Il n'est pas de nos gens; mais il brigue l'honeur
Que le Vulgaire atache au nom de raisoneur.
Palissot.
= 4°. Quoiqu'il ait à peu prês le sens de comun, ordinaire, il ne peut pas toujours~ se mettre à la place de ces deux adjectifs On ne dit pas, par exemple, je crois, rendre vulgaire, comme on dit, rendre comun.
Mais ces monstres, hélas! ne t'épouvantent guères
La race de Laïus les a rendus vulgaires.
On dirait, dans une ocasion pareille, les a rendus comuns. = Boileau a dit des Conquérans:
Entre les grands Héros ce sont les plus vulgaires.

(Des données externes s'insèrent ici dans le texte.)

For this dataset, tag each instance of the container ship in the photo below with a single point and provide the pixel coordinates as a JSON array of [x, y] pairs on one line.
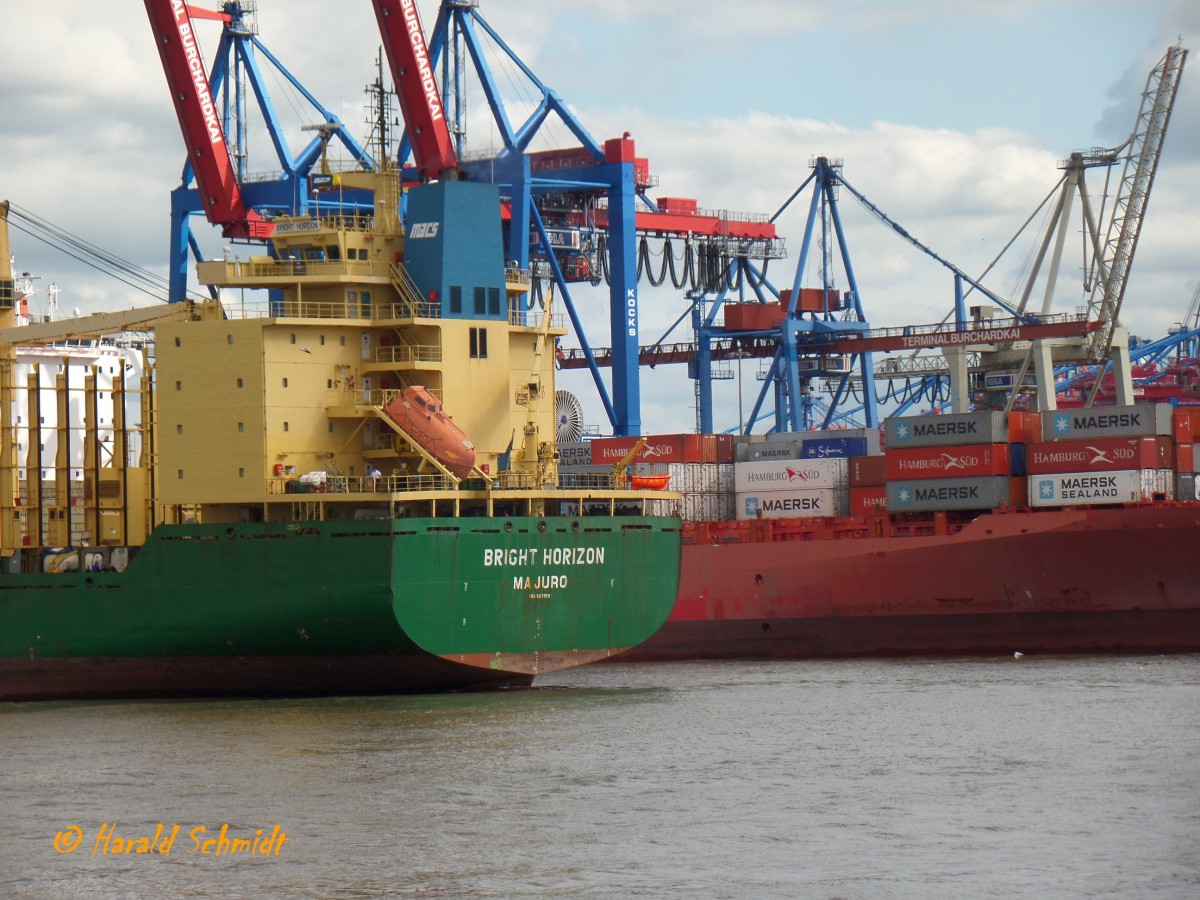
[[343, 490], [983, 533]]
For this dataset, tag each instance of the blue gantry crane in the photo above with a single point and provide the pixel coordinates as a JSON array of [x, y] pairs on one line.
[[214, 113]]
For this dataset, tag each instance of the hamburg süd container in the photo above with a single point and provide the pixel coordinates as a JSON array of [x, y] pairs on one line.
[[960, 461], [784, 474], [1098, 455]]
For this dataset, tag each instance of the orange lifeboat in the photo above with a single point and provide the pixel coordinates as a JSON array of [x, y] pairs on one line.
[[649, 483], [420, 414]]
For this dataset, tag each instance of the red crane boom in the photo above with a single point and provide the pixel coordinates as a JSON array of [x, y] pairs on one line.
[[198, 119], [419, 99]]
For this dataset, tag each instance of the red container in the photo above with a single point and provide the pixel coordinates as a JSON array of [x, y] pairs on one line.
[[1019, 492], [1186, 459], [726, 448], [659, 448], [868, 472], [954, 461], [679, 205], [1186, 424], [753, 317], [868, 501], [1024, 427], [618, 150], [1050, 457]]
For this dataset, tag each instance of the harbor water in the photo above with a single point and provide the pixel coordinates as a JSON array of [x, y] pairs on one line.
[[922, 778]]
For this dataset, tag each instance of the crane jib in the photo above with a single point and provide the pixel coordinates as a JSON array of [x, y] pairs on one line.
[[201, 79]]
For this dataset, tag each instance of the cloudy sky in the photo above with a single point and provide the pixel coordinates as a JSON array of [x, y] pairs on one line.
[[951, 115]]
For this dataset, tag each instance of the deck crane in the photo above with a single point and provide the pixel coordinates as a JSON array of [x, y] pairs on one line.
[[201, 121], [412, 71]]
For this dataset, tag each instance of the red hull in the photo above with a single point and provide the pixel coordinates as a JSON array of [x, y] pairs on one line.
[[1055, 581]]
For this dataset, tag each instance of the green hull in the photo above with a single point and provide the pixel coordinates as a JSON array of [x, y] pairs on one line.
[[334, 607]]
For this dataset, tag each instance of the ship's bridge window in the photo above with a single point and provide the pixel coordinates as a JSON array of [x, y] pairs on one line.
[[479, 343]]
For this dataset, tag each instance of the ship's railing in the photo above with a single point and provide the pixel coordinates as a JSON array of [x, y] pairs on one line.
[[258, 268], [408, 353], [411, 310], [324, 483], [299, 225], [325, 310], [327, 483], [517, 280], [532, 318]]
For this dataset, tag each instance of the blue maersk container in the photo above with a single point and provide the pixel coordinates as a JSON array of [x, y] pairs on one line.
[[834, 448]]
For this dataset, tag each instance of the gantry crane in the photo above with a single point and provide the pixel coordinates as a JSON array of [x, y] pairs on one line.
[[211, 107]]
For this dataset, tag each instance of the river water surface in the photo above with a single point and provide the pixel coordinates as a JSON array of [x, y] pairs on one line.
[[959, 778]]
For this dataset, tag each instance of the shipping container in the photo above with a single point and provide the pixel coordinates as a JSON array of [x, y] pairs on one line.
[[778, 475], [868, 471], [838, 447], [1144, 419], [761, 450], [868, 501], [1024, 427], [576, 453], [665, 448], [797, 503], [946, 430], [753, 317], [1186, 424], [1018, 454], [1187, 487], [708, 507], [1080, 489], [965, 461], [1186, 459], [948, 493], [1018, 492], [1098, 455]]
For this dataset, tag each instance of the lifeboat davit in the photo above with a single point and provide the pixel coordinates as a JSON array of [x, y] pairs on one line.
[[420, 414]]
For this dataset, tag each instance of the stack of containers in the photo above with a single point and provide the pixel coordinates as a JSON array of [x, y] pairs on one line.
[[700, 466], [1103, 455], [786, 491], [1187, 459], [947, 462]]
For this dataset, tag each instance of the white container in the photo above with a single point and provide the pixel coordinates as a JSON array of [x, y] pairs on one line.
[[1091, 489], [783, 475]]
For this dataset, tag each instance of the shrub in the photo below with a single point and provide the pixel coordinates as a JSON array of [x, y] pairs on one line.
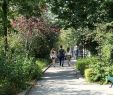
[[83, 64], [89, 74]]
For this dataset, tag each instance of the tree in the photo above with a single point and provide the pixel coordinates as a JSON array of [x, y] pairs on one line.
[[82, 13]]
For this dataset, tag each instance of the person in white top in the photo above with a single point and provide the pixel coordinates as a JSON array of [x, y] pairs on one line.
[[68, 56], [53, 56]]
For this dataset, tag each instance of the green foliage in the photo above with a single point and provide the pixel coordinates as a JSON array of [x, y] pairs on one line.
[[82, 13], [89, 74], [83, 64]]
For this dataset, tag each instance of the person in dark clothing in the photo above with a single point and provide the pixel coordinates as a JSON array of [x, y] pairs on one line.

On lit aussi dans la Tragédie de Cromvel du P. Marion.
La mort et le tourment d'un scélérat vulgaire.
Tout cela est bon en vers et ne vaudrait rien en prôse. = Vulgaire peut quelquefois précéder.
Assez et trop long-tems de vulgaires merveilles,
Ont des peuples oisifs fatigué les oreilles.
De Lille.
VULGAIREMENT, Comunément. "Vulgairement parlant. On dit vulgairement que, etc.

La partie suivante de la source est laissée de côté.